Objective: To develop an artificial intelligence model to predict an antimicrobial susceptibility pattern in patients with urinary tract infection (UTI).

Materials and methods: 26 087 adult patients with culture-proven UTI during 2015-2020 from a university teaching hospital and three community hospitals in Hong Kong were included. Cases with asymptomatic bacteriuria (absence of diagnosis code of UTI, or absence of leucocytes in urine microscopy) were excluded. Patients from 2015 to 2019 were included in the training set, while patients from the year 2020 were included as the test set.Three first-line antibiotics were chosen for prediction of susceptibility in the bacterial isolates causing UTI: namely nitrofurantoin, ciprofloxacin and amoxicillin-clavulanate. Baseline epidemiological factors, previous antimicrobial consumption, medical history and previous culture results were included as features. Logistic regression and random forest were applied to the dataset. Models were evaluated by F1-score and area under the curve-receiver operating characteristic (AUC-ROC).

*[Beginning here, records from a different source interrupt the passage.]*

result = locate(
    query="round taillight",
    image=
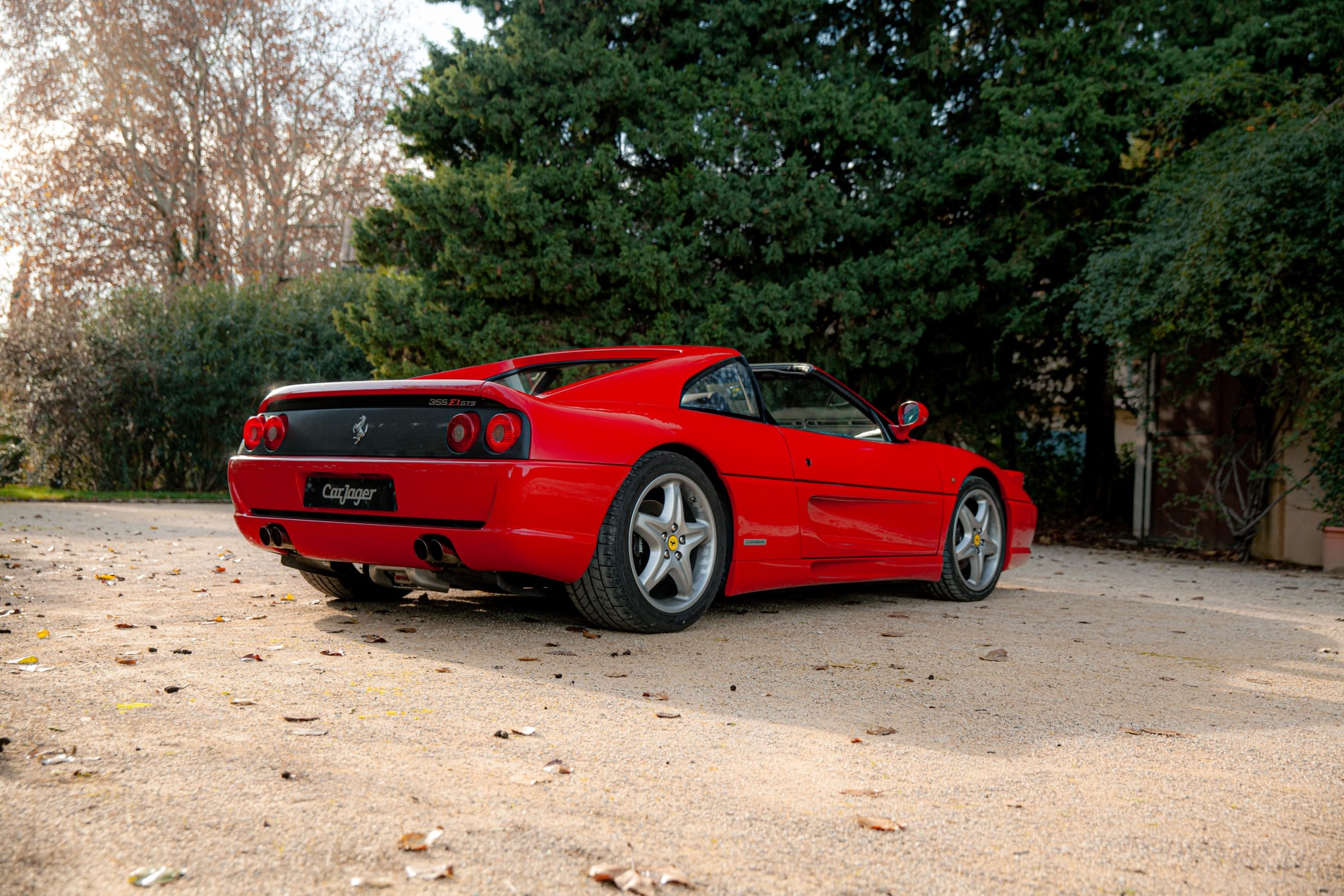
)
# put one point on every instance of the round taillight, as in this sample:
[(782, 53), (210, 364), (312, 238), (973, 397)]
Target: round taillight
[(502, 433), (461, 432), (273, 432), (252, 433)]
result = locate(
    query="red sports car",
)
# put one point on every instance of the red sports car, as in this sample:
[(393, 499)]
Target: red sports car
[(644, 481)]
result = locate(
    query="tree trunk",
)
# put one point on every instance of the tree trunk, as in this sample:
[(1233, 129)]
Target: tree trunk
[(1100, 422)]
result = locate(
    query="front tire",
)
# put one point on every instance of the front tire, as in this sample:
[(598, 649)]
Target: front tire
[(662, 551), (976, 543)]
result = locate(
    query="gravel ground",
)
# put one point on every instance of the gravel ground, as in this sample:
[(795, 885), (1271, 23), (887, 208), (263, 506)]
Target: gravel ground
[(1010, 777)]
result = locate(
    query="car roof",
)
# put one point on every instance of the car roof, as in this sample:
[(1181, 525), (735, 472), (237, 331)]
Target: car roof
[(686, 353)]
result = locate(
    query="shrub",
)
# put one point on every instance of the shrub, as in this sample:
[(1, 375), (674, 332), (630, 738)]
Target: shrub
[(148, 392)]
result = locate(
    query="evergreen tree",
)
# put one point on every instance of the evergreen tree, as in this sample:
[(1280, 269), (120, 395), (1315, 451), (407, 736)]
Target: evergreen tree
[(897, 193)]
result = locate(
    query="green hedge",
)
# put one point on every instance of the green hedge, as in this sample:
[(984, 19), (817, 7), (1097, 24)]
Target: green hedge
[(151, 392)]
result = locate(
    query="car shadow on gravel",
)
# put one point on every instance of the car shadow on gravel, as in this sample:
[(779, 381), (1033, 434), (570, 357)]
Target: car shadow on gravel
[(856, 660)]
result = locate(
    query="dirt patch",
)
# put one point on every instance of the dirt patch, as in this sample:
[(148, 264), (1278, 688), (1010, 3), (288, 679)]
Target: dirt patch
[(1008, 775)]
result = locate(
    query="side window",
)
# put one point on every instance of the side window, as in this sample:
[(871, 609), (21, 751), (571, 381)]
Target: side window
[(725, 390), (808, 402)]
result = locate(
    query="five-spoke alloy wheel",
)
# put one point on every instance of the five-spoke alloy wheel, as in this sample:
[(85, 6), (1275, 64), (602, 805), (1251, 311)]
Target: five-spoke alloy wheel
[(662, 551), (976, 543)]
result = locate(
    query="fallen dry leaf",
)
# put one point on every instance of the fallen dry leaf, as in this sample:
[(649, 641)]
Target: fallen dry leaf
[(417, 841), (607, 871), (668, 875), (632, 882), (429, 872), (370, 884)]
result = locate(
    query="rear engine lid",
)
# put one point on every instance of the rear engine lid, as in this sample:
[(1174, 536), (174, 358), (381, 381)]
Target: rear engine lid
[(398, 420)]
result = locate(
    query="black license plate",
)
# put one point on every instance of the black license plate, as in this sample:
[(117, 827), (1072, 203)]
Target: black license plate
[(350, 493)]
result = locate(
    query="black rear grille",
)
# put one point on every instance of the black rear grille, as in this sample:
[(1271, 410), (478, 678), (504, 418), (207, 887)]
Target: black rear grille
[(383, 430), (370, 518)]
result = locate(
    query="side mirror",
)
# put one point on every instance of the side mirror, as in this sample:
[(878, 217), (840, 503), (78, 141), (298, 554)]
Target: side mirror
[(909, 416)]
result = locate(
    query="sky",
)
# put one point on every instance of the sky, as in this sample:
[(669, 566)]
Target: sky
[(433, 22)]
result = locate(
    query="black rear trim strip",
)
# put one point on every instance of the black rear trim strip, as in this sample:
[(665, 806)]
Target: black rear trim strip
[(371, 518)]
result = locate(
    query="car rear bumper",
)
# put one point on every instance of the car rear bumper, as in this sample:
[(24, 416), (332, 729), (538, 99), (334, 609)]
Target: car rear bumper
[(502, 516)]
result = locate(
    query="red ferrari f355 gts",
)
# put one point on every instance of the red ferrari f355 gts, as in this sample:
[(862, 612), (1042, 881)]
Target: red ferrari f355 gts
[(643, 481)]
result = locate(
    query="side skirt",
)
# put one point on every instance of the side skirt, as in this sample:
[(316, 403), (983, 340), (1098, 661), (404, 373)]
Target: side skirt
[(766, 575)]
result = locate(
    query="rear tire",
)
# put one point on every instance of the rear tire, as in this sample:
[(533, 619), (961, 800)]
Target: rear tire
[(662, 552), (351, 585), (976, 545)]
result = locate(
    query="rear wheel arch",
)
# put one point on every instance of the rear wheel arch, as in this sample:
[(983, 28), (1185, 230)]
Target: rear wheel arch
[(711, 471), (613, 593)]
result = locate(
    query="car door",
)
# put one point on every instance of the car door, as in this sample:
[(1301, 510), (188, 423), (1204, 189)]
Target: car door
[(859, 492)]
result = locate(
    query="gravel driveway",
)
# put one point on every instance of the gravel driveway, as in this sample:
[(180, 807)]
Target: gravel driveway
[(1015, 775)]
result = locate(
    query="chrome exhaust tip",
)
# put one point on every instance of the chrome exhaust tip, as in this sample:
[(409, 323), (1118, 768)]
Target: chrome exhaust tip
[(279, 538), (436, 548)]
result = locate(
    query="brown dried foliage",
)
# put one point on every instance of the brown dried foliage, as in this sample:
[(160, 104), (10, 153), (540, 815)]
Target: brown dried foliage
[(179, 141)]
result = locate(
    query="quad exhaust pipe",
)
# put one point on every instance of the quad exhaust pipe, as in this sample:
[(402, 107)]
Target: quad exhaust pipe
[(274, 536), (436, 548)]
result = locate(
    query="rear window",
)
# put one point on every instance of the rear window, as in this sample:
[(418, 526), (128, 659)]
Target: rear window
[(545, 377)]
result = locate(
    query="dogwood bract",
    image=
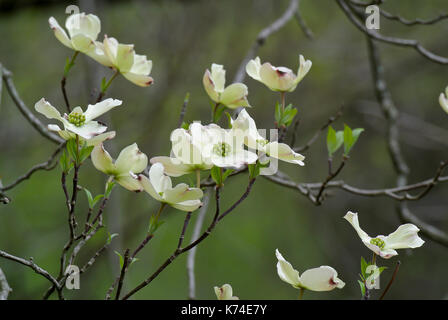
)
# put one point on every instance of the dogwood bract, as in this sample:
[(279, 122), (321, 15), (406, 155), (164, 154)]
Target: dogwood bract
[(225, 148), (225, 292), (159, 186), (130, 161), (83, 29), (404, 237), (79, 122), (324, 278), (443, 100), (122, 57), (233, 96), (254, 140), (277, 78), (186, 152)]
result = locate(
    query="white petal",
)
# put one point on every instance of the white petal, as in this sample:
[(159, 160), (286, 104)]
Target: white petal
[(173, 166), (253, 68), (352, 218), (443, 100), (139, 79), (129, 181), (209, 86), (286, 272), (284, 152), (218, 75), (60, 33), (131, 159), (102, 160), (88, 131), (404, 237), (159, 181), (80, 23), (44, 107), (234, 96), (101, 138), (182, 192), (148, 187), (188, 206), (94, 111), (225, 292), (324, 278)]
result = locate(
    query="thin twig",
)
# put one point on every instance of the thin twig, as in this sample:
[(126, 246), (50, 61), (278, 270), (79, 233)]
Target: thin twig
[(409, 43), (394, 275), (5, 288), (29, 116)]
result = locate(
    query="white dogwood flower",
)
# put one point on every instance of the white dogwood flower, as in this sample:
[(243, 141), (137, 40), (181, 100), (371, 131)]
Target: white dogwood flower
[(159, 186), (324, 278), (443, 100), (404, 237), (186, 152), (225, 148), (83, 29), (225, 292), (233, 96), (122, 57), (130, 161), (79, 122), (254, 140), (277, 78)]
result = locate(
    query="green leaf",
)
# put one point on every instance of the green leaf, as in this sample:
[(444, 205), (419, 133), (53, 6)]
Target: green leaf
[(65, 163), (334, 140), (85, 153), (254, 170), (185, 125), (103, 84), (363, 288), (226, 174), (216, 173), (229, 119), (288, 116), (121, 259), (109, 186), (110, 237), (278, 113), (350, 138), (72, 149), (154, 224), (89, 197), (364, 265), (218, 113)]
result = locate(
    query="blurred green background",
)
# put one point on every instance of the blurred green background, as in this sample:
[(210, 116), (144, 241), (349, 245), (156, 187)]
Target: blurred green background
[(183, 38)]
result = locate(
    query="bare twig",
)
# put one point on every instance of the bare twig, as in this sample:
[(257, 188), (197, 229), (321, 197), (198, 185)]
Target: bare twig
[(180, 250), (409, 43), (183, 110), (195, 236), (29, 116), (320, 131), (394, 275), (30, 263), (47, 165), (4, 286), (391, 113), (263, 36)]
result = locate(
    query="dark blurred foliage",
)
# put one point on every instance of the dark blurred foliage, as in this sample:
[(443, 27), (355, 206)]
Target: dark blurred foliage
[(183, 38)]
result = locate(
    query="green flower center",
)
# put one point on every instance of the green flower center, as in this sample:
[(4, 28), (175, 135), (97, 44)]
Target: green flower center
[(222, 149), (262, 142), (78, 119), (378, 242)]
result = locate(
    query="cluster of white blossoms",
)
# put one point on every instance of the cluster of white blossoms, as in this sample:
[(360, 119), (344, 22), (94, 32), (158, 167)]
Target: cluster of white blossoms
[(83, 30), (198, 147)]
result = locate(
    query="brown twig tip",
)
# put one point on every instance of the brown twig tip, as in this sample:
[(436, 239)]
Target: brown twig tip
[(394, 275)]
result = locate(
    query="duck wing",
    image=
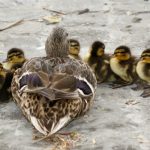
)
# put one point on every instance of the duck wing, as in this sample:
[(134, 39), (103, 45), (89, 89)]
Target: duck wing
[(60, 83)]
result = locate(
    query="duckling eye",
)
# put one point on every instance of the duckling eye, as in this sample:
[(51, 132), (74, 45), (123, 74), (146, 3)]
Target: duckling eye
[(19, 56)]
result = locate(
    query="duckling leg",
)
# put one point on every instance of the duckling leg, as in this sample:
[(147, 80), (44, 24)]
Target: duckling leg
[(140, 86), (119, 84), (146, 93)]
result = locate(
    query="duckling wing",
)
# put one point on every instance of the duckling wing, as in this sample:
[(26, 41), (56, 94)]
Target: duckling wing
[(56, 82)]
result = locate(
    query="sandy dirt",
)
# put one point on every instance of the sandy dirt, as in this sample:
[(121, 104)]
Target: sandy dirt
[(111, 124)]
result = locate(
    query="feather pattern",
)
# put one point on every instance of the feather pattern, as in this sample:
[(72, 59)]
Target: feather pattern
[(52, 91)]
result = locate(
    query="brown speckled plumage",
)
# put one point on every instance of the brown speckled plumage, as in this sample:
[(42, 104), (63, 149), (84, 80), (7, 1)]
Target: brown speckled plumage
[(52, 91)]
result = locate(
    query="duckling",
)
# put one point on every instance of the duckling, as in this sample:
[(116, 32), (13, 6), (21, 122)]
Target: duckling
[(52, 91), (143, 71), (15, 59), (99, 61), (123, 65), (5, 82), (74, 49)]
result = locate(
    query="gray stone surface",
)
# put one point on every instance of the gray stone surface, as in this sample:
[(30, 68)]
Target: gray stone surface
[(111, 124)]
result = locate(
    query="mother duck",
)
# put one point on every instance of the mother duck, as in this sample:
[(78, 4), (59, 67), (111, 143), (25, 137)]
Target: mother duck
[(51, 91)]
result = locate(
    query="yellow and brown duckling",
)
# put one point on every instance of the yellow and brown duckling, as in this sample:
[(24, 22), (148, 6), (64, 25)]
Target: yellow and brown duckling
[(74, 49), (54, 90), (15, 59), (5, 82), (122, 63), (99, 61), (143, 71)]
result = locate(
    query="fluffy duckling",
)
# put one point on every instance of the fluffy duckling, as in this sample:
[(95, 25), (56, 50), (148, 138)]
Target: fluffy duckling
[(123, 65), (99, 61), (15, 59), (5, 82), (143, 71), (54, 90), (74, 49)]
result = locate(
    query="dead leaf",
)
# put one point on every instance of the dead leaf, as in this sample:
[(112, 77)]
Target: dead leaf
[(52, 19), (131, 102), (11, 25)]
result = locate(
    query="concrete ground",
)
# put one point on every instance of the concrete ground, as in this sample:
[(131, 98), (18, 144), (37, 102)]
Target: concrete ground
[(113, 123)]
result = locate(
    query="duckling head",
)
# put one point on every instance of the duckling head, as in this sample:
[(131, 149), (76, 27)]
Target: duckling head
[(57, 44), (74, 47), (15, 59), (122, 53), (97, 49), (145, 56)]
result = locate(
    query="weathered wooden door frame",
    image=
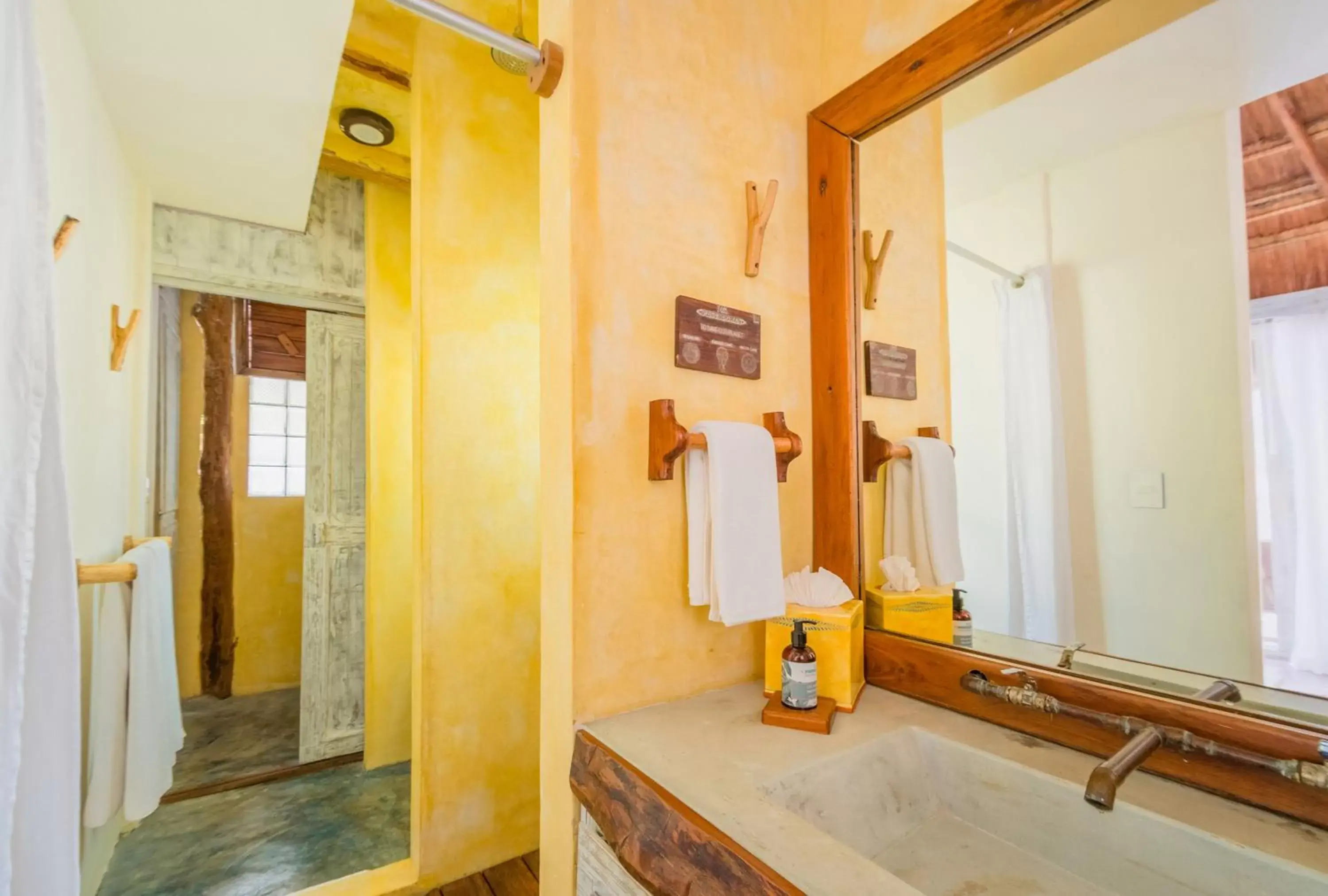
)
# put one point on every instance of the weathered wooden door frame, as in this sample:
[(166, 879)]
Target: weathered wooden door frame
[(981, 36), (322, 734)]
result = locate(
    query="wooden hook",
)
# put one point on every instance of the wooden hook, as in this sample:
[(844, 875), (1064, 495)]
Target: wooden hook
[(545, 75), (874, 266), (63, 234), (759, 216), (120, 336)]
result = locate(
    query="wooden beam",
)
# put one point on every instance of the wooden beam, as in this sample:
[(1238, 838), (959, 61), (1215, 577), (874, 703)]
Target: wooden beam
[(975, 39), (1318, 131), (1282, 108), (659, 839), (1293, 236), (376, 70), (216, 318), (336, 165)]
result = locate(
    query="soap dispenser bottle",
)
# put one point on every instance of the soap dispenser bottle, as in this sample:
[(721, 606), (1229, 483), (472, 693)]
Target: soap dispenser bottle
[(963, 622), (800, 671)]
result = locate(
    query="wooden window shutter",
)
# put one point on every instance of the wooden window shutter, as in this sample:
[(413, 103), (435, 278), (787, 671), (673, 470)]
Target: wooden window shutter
[(271, 340)]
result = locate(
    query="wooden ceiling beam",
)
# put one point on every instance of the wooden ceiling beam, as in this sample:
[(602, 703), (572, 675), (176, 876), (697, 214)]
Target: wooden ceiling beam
[(376, 70), (1261, 149), (1282, 108), (1293, 236)]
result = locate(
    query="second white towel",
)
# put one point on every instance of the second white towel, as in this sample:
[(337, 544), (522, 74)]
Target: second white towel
[(733, 555), (922, 513)]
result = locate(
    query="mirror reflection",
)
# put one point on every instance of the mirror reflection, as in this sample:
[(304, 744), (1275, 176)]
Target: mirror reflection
[(1129, 229)]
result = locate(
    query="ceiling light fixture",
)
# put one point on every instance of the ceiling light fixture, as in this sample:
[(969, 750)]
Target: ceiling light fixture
[(366, 127)]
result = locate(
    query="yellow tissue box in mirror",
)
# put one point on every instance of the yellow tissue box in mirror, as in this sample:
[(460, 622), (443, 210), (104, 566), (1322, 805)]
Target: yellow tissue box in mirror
[(927, 612), (836, 635)]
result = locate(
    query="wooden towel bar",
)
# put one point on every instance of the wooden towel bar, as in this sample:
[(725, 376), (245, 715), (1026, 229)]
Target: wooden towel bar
[(877, 449), (670, 439), (100, 574)]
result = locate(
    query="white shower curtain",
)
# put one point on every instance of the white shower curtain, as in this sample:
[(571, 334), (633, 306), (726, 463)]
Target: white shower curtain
[(1291, 360), (1042, 599), (39, 622)]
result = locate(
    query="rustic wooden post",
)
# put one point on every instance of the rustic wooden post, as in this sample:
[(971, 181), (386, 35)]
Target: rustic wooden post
[(216, 318)]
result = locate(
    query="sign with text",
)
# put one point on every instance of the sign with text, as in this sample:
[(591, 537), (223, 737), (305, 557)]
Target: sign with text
[(892, 371), (716, 339)]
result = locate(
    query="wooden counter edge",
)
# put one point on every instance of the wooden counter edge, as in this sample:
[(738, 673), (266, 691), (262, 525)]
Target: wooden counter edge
[(662, 842)]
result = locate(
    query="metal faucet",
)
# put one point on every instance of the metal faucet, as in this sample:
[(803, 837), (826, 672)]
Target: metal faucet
[(1107, 778)]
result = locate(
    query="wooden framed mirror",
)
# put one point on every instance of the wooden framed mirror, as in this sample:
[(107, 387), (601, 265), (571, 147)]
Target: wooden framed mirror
[(1104, 156)]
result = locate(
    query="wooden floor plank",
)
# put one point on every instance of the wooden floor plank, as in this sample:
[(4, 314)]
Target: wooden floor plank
[(472, 886), (512, 879)]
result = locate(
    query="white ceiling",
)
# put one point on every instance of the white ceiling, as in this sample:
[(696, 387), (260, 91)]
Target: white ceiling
[(221, 104), (1216, 59)]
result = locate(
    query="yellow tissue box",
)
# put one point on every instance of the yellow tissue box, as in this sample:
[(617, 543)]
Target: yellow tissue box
[(836, 636), (927, 612)]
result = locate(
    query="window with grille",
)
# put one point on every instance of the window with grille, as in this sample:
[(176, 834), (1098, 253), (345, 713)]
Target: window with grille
[(277, 437)]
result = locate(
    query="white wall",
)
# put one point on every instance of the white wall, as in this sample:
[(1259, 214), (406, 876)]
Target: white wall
[(105, 415), (1144, 281)]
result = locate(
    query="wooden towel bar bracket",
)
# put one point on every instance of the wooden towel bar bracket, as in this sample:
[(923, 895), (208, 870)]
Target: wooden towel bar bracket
[(100, 574), (668, 440), (877, 449)]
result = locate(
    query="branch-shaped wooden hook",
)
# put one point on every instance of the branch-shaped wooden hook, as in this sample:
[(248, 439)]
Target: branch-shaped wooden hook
[(759, 216), (120, 336), (874, 266), (63, 234)]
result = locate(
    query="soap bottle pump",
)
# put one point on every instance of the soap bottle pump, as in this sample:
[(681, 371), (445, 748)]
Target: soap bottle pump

Results: Random forest was the best algorithm in predicting susceptibility of the three antibiotics (nitrofurantoin, amoxicillin-clavulanate and ciprofloxacin). The AUC-ROC values were 0.941, 0.939 and 0.937, respectively. The F1 scores were 0.938, 0.928 and 0.906 respectively.

Conclusions: Random forest model may aid judicious empirical antibiotics use in UTI. Given the reasonable performance and accuracy, these accurate models may aid clinicians in choosing between different first-line antibiotics for UTI.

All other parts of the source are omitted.